The Kind Death God Chapter 1422 – 147 – The Beauty’s Heart Returns_4 Bahasa Indonesia
Begitu mendengar bahwa mereka memiliki urusan mendesak, bahkan Lu Yi Yi tidak berani bermain-main lagi. Kelompok yang terdiri dari lima orang itu buru-buru menuju Sekte Pedang Tian Gang di atas gunung. Dengan dukungan Aura Pertempuran Ilahi Yan Shi, kondisi Zhuo Yun telah sangat membaik, dan dia perlahan-lahan beradaptasi dengan ketinggian tersebut. Sepanjang perjalanan, ketika Liao Yi dan yang lainnya bertanya tentang Ah Dai, baik Saudara Yan Shi maupun Zhuo Yun sama-sama bungkam. Liao Yi berpikir bahwa karena para saudara itu telah datang ke Sekte Pedang Tian Gang, itu pasti ada hubungannya dengan Ah Dai. Setengah jam kemudian, mereka tiba di gerbang Sekte Pedang Tian Gang. Liao Yi menyuruh Lu Yi Yi pergi untuk melapor kepada para tetua, sementara dia memimpin saudara-saudara Yan Shi dan Zhuo Yun masuk ke aula penerimaan tamu.
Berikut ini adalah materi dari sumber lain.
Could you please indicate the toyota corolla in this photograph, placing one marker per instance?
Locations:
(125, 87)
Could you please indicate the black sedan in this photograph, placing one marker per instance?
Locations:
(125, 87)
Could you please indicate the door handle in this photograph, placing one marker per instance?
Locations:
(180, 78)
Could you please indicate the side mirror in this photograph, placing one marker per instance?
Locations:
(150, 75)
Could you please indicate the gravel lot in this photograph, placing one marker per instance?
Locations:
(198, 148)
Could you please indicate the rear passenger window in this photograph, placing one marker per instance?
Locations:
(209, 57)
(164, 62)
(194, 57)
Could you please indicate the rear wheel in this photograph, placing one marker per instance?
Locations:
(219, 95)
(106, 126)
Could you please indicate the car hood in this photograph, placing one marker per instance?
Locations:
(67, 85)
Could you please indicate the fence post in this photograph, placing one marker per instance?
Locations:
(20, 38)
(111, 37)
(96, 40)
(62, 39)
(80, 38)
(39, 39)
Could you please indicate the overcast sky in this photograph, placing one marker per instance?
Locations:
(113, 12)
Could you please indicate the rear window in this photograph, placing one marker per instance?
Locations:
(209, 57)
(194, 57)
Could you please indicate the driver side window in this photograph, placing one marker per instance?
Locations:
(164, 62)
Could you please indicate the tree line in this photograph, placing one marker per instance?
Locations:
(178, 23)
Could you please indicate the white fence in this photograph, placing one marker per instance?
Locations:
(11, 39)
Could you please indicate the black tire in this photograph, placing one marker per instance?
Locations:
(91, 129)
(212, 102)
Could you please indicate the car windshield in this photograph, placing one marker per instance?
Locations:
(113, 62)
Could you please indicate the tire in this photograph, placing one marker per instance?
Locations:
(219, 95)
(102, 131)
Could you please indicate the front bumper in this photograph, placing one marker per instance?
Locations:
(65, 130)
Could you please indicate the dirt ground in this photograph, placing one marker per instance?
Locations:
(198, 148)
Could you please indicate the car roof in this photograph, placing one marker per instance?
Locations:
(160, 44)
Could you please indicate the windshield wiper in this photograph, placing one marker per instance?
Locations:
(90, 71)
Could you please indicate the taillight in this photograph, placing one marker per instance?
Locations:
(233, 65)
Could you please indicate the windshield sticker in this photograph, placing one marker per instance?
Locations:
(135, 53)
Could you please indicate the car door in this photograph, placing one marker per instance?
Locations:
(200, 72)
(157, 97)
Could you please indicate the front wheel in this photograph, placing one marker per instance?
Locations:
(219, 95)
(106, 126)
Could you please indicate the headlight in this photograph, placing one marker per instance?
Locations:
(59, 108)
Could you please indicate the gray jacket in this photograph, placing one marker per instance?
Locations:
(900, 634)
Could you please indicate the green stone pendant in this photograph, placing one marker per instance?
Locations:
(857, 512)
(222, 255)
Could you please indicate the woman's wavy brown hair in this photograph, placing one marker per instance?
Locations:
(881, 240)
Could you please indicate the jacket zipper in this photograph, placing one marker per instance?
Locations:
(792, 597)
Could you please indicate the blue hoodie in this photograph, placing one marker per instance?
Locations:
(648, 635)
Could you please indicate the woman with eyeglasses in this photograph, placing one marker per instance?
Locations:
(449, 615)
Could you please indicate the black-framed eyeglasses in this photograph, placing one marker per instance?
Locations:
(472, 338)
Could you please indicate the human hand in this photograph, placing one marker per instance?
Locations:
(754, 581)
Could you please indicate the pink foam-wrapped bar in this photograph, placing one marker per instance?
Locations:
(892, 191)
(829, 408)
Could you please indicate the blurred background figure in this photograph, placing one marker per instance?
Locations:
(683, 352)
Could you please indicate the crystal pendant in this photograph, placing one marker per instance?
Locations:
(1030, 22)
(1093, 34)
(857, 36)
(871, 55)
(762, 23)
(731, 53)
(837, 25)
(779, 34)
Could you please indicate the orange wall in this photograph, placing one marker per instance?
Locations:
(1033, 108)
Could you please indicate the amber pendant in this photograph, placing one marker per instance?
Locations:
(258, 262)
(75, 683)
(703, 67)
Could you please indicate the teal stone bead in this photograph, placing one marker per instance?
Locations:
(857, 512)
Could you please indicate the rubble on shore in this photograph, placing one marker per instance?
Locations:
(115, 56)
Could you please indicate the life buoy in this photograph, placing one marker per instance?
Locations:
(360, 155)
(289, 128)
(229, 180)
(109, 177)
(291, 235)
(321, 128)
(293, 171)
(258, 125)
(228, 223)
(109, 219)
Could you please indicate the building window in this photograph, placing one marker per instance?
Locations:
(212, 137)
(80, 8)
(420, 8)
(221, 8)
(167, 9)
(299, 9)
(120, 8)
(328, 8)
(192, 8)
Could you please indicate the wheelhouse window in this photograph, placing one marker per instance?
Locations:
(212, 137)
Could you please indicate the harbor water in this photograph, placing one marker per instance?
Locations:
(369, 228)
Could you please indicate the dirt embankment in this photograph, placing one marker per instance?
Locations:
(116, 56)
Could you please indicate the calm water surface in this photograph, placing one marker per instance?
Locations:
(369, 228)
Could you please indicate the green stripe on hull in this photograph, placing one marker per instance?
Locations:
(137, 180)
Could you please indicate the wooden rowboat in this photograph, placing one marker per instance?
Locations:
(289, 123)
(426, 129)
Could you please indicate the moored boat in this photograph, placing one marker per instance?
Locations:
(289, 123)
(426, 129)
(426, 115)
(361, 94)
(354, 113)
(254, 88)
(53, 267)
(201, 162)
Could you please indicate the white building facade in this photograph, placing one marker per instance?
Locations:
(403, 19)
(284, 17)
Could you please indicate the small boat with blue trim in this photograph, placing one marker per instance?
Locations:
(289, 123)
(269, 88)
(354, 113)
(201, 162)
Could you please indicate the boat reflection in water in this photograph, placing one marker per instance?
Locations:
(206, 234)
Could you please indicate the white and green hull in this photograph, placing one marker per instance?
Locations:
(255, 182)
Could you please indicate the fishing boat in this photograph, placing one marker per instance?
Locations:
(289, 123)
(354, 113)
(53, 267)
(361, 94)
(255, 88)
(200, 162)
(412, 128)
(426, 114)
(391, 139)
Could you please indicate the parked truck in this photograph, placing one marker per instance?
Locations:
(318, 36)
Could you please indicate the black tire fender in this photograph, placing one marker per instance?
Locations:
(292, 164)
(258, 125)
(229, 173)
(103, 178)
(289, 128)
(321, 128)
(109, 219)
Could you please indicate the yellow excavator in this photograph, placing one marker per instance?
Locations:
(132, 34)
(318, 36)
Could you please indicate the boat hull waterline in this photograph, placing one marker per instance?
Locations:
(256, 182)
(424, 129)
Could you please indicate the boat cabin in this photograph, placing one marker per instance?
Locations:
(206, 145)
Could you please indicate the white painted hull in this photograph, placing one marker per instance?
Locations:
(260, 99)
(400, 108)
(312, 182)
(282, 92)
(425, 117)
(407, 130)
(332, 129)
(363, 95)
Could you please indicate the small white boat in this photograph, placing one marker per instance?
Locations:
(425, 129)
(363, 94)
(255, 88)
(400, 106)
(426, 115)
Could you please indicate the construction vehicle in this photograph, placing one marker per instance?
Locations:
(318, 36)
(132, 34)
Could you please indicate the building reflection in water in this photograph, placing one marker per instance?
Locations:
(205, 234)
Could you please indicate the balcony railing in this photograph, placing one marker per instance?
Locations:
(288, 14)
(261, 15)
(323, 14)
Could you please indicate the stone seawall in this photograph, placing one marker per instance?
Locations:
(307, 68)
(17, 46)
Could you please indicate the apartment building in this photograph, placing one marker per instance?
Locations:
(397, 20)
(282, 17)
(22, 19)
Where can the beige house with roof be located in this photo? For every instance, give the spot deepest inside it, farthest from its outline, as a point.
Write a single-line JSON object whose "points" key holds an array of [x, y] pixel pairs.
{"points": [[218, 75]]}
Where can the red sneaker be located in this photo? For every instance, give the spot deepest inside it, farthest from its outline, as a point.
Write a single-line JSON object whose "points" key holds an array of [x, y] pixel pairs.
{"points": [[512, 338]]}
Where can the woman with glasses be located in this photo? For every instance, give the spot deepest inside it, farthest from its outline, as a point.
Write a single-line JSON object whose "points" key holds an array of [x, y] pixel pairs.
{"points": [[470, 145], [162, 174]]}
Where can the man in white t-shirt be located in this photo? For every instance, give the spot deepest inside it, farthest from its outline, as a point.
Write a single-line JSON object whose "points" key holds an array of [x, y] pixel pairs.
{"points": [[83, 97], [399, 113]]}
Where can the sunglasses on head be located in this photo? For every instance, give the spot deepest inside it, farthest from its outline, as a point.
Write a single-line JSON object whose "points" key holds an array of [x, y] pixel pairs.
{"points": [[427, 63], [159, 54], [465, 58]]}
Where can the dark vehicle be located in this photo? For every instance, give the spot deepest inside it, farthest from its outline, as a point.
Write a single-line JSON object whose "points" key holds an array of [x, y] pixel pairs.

Setelah beberapa saat, sebuah suara nyaring terdengar, “Yan Shi dan kelompoknya telah datang, biarkan aku melihatnya.” Sesosok tubuh tinggi muncul di ambang pintu aula penerimaan tamu—itu adalah Zhou Wen yang berwatak panas. Liao Yi dengan sigap bangkit untuk menyambutnya, berkata, “Salam kepada Paman Guru Ketujuh.” Saudara-saudara Yan Shi juga buru-buru bangkit untuk memberikan penghormatan.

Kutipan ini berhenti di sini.